Artists’ approaches to self-representation have long been fodder for critical inquiry. Self-portraits may arise from the easy (and cheap) availability of self-as-model-for-study (as with Rembrandt’s 40-odd self studies); likewise, one’s own self may serve as longitudinal examination of personal identity or identity politics (as with Frida Kahlo’s work). The motivations for artistic self-representation range from mere convenience to profound exploration.

This breadth of possibilities for self-portrayal is the focus of Face to Face: Self Portraits Before Selfies, an exhibition at the Museum of Texas Tech University (Lubbock), now in its final month. The show includes work by 28 artists — including Luis Jiménez, Jim Dine, Mabel Dwight, Peter Hurd, Thomas Hart Benton, and Alfred Quiroz — from the museum’s collection, spanning 1932 to 2016. Primarily two-dimensional works, the show also includes at least one sculptural example, by Young Min Kang, as well as time-based media. 

Evan Lindquist, Self Portrait , 1979; Engraving

Evan Lindquist, Self Portrait , 1979. Engraving.

Styles of (and intentions for) self-portraiture diverge in this exhibit, from Dwight’s and Benton’s straightforward self-representations, to socio-cultural/political critique in Alfred Quiroz’s Opportunity Target and Will Wilson’s How the West is One. It comes as no surprise, too, that many of the works address aging and death. Examples of this are David Dubose’s Self-Portrait as My Father, Anne Noggle’s Face-lift No. 3, and Bailey Doogan’s One Fingered Smile. Even in Self-Portrait, Jiménez depicts himself as an amalgamation of living man and skull, reminding himself of his mortality (and the viewer of her own).

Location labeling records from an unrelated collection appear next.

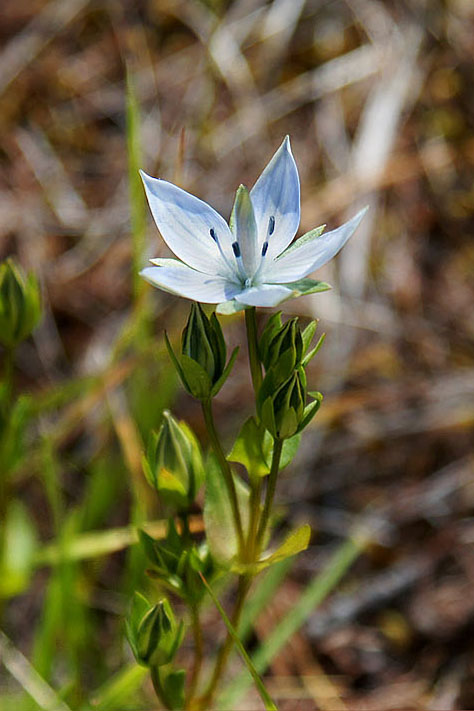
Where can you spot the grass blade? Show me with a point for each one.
(269, 704)
(315, 593)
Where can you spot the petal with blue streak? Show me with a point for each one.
(185, 223)
(313, 254)
(276, 194)
(179, 279)
(264, 295)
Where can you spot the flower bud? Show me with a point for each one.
(202, 367)
(173, 463)
(281, 407)
(153, 632)
(285, 348)
(20, 307)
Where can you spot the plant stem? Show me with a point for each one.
(254, 360)
(244, 586)
(158, 686)
(226, 471)
(198, 653)
(270, 493)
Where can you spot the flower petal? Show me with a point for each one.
(312, 254)
(179, 279)
(264, 295)
(242, 222)
(276, 194)
(185, 223)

Noah Kalina, Every Day, January 11, 2002-July 31, 2006

Stills from Noah Kalina’s’ Every Day, January 11, 2002-July 31, 2006′

One of the most intriguing pieces on the theme of ‘change brought on by time’ is Noah Kalina’s video Every Day, January 11, 2002-July 31, 2006. The lone digital work in the show, Kalina created it by photographing himself every day for 2,356 days. From this five-and-one-half year’s-worth of still photos, he created a seven-minute video. Displayed just below eye level, the work transfixes the viewer through Kalina’s gaze from the screen, which remains static throughout the montage. The rapidity of the images’ shifts from one to the next creates disquiet as we watch Kalina hurtle through half a decade of aging in minutes. The impassivity of his stare conflicts with the gentle variations of movement in his hair. It’s as if he is floating face-up in water, his unruly locks pushed about by waves. Against these physical micro-changes, we catch rapid-fire glimpses of macro-changes in lighting, seasonal clothing, locations shifts, and background figures who move in and out of spaces. Kalina seems simultaneously immersed within and detached from his environment. The result is disorienting.

Work by Bailey Doogan

Bailey Doogan, One Fingered Smile

Face to Face reveals a range of 20th- and 21st-century (mostly 2-D) approaches to the artist’s self as subject. By virtue of its scope of paintings, drawings, and prints, the exhibit provides an absorbing investigation into the whys and wherefores of the pictorial self. It misses, perhaps, the opportunity to pose significant questions about the relationships between these works and the hyper-mediated mass representations of self in the digital age, especially given the show’s title. (It is Kang’s pixelated sculpture that comes closest to starting this conversation.) What the show does do is point to some of the compelling means and motives through which artists have negotiated their own self-representations for more than three-quarters of a century.  

On view at the Museum of Texas Tech University, Lubbock, through Aug. 31, 2019.